Quelle condition aurait pu motiver une telle intervention? Les auteurs ont exclu une cholestéatome– une blessure à l’os temporal qui peut causer une perte auditive, des vertiges et d’autres complications – même s’il s’agit de l’une des maladies les mieux documentées dans les études pathologiques des crânes anciens. Mais le cholestéatome a tendance à éroder la paroi osseuse (scutum) séparant le conduit auditif de la mastoïde, et le scutum était intact des deux côtés du crâne de la femme.
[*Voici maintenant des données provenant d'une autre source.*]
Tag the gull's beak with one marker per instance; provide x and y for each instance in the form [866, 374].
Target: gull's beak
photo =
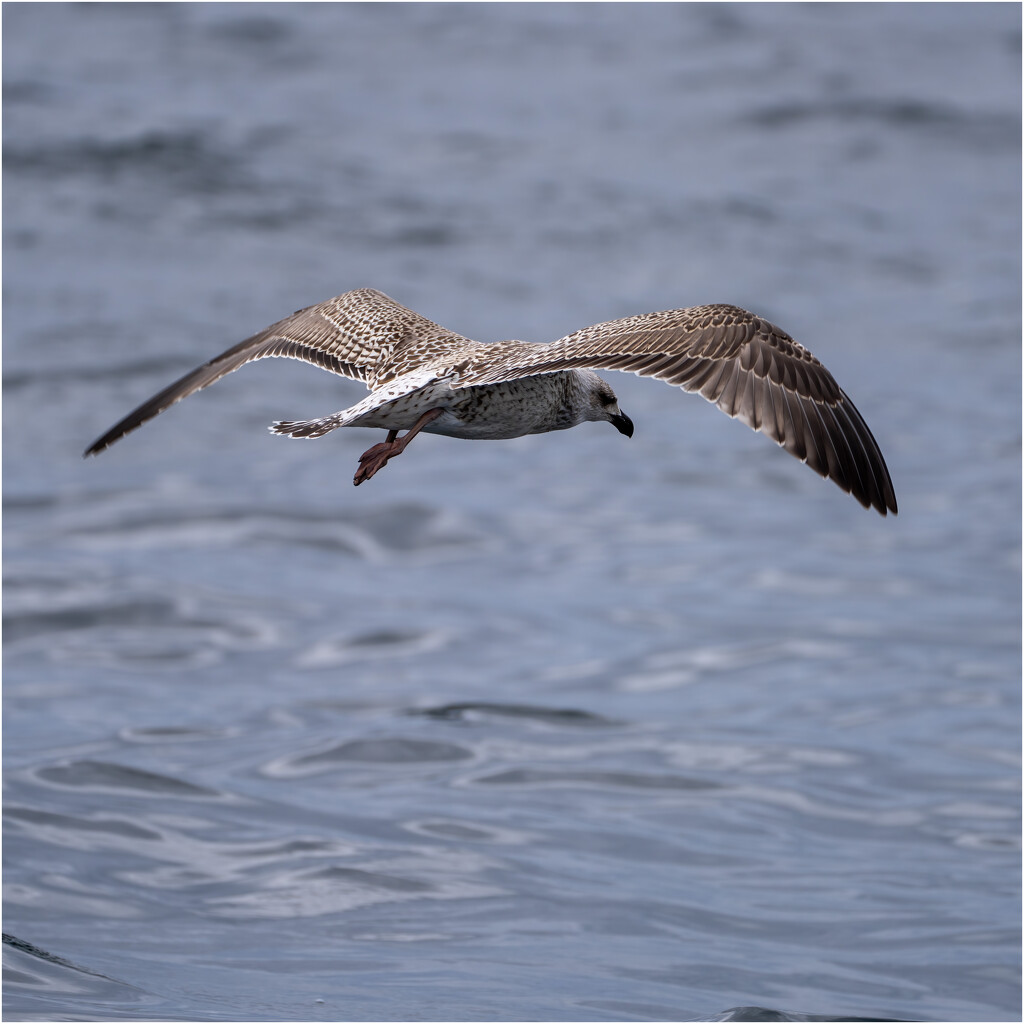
[623, 424]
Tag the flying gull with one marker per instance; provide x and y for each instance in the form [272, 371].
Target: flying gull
[422, 377]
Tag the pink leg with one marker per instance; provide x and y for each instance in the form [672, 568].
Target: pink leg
[377, 458]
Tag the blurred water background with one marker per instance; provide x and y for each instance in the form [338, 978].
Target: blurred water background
[566, 727]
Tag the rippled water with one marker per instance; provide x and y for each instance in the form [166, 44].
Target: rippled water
[567, 727]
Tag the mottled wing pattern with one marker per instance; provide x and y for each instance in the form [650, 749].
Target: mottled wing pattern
[749, 368]
[363, 335]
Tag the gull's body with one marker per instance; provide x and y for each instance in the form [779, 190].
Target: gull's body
[422, 377]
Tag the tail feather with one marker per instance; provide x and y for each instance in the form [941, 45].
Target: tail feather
[305, 428]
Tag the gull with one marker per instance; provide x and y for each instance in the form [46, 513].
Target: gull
[425, 378]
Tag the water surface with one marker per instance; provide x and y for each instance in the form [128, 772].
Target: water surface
[566, 727]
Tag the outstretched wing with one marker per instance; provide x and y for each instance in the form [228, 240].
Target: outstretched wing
[363, 335]
[749, 368]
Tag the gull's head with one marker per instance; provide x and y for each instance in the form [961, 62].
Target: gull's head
[602, 403]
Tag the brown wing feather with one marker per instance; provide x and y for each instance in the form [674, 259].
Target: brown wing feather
[363, 335]
[750, 369]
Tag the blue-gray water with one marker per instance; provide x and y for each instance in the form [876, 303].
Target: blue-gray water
[567, 727]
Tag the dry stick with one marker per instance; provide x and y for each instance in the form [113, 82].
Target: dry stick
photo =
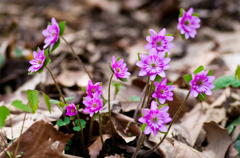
[82, 139]
[20, 134]
[80, 61]
[175, 116]
[100, 131]
[109, 112]
[90, 133]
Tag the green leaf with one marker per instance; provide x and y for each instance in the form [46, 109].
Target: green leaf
[139, 57]
[19, 105]
[237, 146]
[95, 115]
[84, 89]
[109, 65]
[226, 81]
[181, 12]
[118, 59]
[123, 79]
[182, 36]
[69, 98]
[134, 98]
[231, 127]
[61, 27]
[32, 96]
[199, 69]
[61, 123]
[4, 111]
[56, 44]
[83, 123]
[54, 101]
[47, 101]
[143, 126]
[195, 14]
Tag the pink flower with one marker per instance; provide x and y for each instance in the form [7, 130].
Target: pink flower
[153, 64]
[187, 24]
[51, 34]
[159, 41]
[119, 68]
[38, 61]
[91, 89]
[155, 119]
[162, 91]
[201, 83]
[93, 105]
[71, 110]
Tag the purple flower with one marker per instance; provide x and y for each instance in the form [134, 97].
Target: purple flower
[153, 64]
[119, 68]
[162, 91]
[71, 110]
[159, 41]
[51, 34]
[93, 105]
[201, 83]
[155, 119]
[91, 89]
[38, 61]
[187, 24]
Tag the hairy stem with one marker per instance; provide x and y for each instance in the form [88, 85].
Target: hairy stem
[174, 118]
[82, 137]
[56, 85]
[109, 111]
[80, 61]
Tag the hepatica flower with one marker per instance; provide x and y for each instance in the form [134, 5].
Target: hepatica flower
[159, 41]
[38, 61]
[155, 119]
[201, 83]
[153, 65]
[93, 88]
[187, 24]
[162, 91]
[51, 34]
[71, 110]
[119, 68]
[93, 105]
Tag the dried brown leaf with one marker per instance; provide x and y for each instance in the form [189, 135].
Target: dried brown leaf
[95, 148]
[40, 140]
Les auteurs ont également exclu une tumeur osseuse ou otite externe maligne (une infection à propagation rapide du conduit auditif et de l’os temporal).
Les auteurs ont conclu que la condition la plus probable était otite moyenne aiguë, c’est-à-dire une infection de l’oreille interne, qui s’était propagée à l’e os sous-jacent, plus précisément l’os mastoïdien (mastoïdite). La condition aurait été assez facile à diagnostiquer, car l’infection provoque un gonflement et une rougeur visibles lorsque du liquide et du mucus s’accumulent à l’intérieur de l’oreille. Si une infection de l’oreille interne se propageait à l’os mastoïdien, la structure en nid d’abeille de l’os se serait également remplie de liquide et de mucus. Sans traitement, cela aurait conduit à une perte auditive et éventuellement à une méningite. La mastoïdite résultant d’une infection de l’oreille interne était l’une des principales causes de décès chez les enfants avant la grande disponibilité des antibiotiques (et c’est heureusement une maladie rare aujourd’hui).
Une mastoïdectomie moderne consiste à enlever les cellules dans les espaces creux remplis d’air de l’os mastoïdien. Dans une mastoïdectomie radicale, le chirurgien fera d’abord une coupure derrière l’oreille, puis utilisera une perceuse osseuse pour ouvrir l’accès à la cavité de l’oreille moyenne. Ensuite, le chirurgien enlèvera tout os ou tissu mastoïdien infecté, coudra la coupure et pansera la plaie. Selon les auteurs, leur chirurgien de l’oreille néolithique tardif aurait suivi une procédure similaire (bien que beaucoup plus grossière), enlevant l’os affecté pour drainer l’oreille moyenne, puis reliant l’os mastoïdien à l’ cavité tympanique entourant l’os de l’oreille interne.